There was absolutely no excuse why mgmt couldnt of come up with a better contract that AMFA may have had to vote on. As for F/As, It takes more than a minimal to be one. They have to fully trained to handle numerous situations. I cant even imagine scabs being trained to be an F/A. I also highly doubt scabs could handle the job anyways. A good reference of poor job performance by scabs is already availabe--hence the maintaince department.
 
jimntx, in pa, it is up to the person on unemployment if they wish to have taxes taken out, which is automatically ( i think) 10%. I dont know if it is the same in Mich. but it may be. Also, in PA, the unemployment pay is based on the quarterly that was the highest prior to the lay-off or down grade to part time due to the company forcing you into lay off or part time. I hope that helps you a bit
I think Jimntx was making a clarification of who actually funds the unemployment insurance programs. As he correctly states, the employers fund the states' unemployment resources, which is why employers have a vested interest in who is elibible for unemployment payments. Employees do not directly pay into the unemployment insurance program, although it could be argued that any incremental "cost to employ" is monies that would have been available to pay to the employee in the form of higher wages.

Naturally, the individual that receives the unemployment payments has to pay personal income tax on that income.
 
in PA though if you dont want taxes to come out right away, then at the acutal tax time, the unemployment sends a special form and you have to decide how much you owe. I figure that jimntx was sayin something like but I thought I throw in my penny
 
What you fail to grasp is that the way NWA handled the AMFA situation may cause the F/A's to throw NWA under the bus and cause it's liquidation.
I don't think one really has any impact on the other. You think that if NWA had come to mutual terms with AMFA like was done with the pilots that the F/As would be more likely to ratify their agreement?

If anything, the manner in which NWA defeated the AMFA work action would lead F/A's to think twice before any work action of their own. They know that they will be immediately terminated if they do any picketing of any sort, and that sick calls are going to be refused by the schedulers and if they don't show up for work, they'll be terminated.

I think the F/A's are going to act in their own best interest and show up to work like the professionals that they are.

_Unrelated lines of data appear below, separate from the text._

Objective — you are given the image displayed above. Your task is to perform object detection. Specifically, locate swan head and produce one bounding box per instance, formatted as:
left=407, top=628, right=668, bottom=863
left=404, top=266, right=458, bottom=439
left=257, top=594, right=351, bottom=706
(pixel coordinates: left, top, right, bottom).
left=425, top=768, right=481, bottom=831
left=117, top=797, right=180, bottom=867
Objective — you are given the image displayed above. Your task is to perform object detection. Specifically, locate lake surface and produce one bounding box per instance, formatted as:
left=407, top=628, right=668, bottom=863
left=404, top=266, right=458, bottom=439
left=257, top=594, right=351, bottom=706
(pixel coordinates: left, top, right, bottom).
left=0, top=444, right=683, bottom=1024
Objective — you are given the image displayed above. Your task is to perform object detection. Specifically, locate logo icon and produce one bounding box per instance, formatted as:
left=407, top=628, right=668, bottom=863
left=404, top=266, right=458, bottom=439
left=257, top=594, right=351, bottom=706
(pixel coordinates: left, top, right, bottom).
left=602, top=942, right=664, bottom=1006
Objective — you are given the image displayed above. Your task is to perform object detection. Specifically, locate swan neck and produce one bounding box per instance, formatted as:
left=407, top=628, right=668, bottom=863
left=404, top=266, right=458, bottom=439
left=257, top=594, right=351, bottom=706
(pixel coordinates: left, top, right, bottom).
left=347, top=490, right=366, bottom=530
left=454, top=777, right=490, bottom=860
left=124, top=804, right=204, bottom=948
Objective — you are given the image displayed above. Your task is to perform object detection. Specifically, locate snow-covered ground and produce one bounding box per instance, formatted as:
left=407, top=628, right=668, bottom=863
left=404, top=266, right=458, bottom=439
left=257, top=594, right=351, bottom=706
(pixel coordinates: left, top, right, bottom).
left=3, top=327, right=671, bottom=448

They may vote down the T/A and risk losing the early out program and the favorable outsourcing language, but I hope they don't take your advice and risk pissing their job away.

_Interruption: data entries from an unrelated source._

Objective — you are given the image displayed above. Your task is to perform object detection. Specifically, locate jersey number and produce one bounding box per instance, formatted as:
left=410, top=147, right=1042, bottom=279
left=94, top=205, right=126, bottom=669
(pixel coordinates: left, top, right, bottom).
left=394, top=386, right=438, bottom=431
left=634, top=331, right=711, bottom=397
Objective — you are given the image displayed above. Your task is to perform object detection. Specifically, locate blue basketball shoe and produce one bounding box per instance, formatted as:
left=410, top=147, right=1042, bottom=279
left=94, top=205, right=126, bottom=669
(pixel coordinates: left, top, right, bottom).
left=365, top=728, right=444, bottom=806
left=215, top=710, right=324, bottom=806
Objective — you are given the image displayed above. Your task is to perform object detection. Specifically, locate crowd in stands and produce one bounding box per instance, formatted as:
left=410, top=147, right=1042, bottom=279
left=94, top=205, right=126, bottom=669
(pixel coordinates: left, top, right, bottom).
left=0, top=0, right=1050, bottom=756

I think at the end of the day, the T/A terms are still much better for a vast majority of these poeple than the alternatives they might find in other fields. I won't go into the reasons why, but I think an honest sampling of F/As would show that they're not indifferent as to whether their job at NWA continues to exist, thus I don't think there is much stomach for forcing a Ch.7.
 
very well said PineyBob. I'd recommend a no vote and tell the Butcher conehead to either negogiate in good faith or find another job. it cant get simpler than that
 
....I don't think one really has any impact on the other. You think that if NWA had come to mutual terms with AMFA like was done with the pilots that the F/As would be more likely to ratify their agreement?

If anything, the manner in which NWA defeated the AMFA work action would lead F/A's to think twice before any work action of their own....

I'm certain that they all have been giving second thoughts to their career futures with nwa. Like PineyBob says, "they can make more at the Olive Garden and sleep in their own beds at night".
Don't forget beancounter, nwa is still in BK. Nothing that is written down, signed on, agreed to or promised is set in cement. They can (and most likely will) come back with their big stick (the threat of no contract vis a vis the judge)and wag it in all of the groups faces until they're all making the industry MINIMUM.
For the recorn AGAIN Finman, nwa DID NOT BARGAIN IN GOOD FAITH WITH AMFA.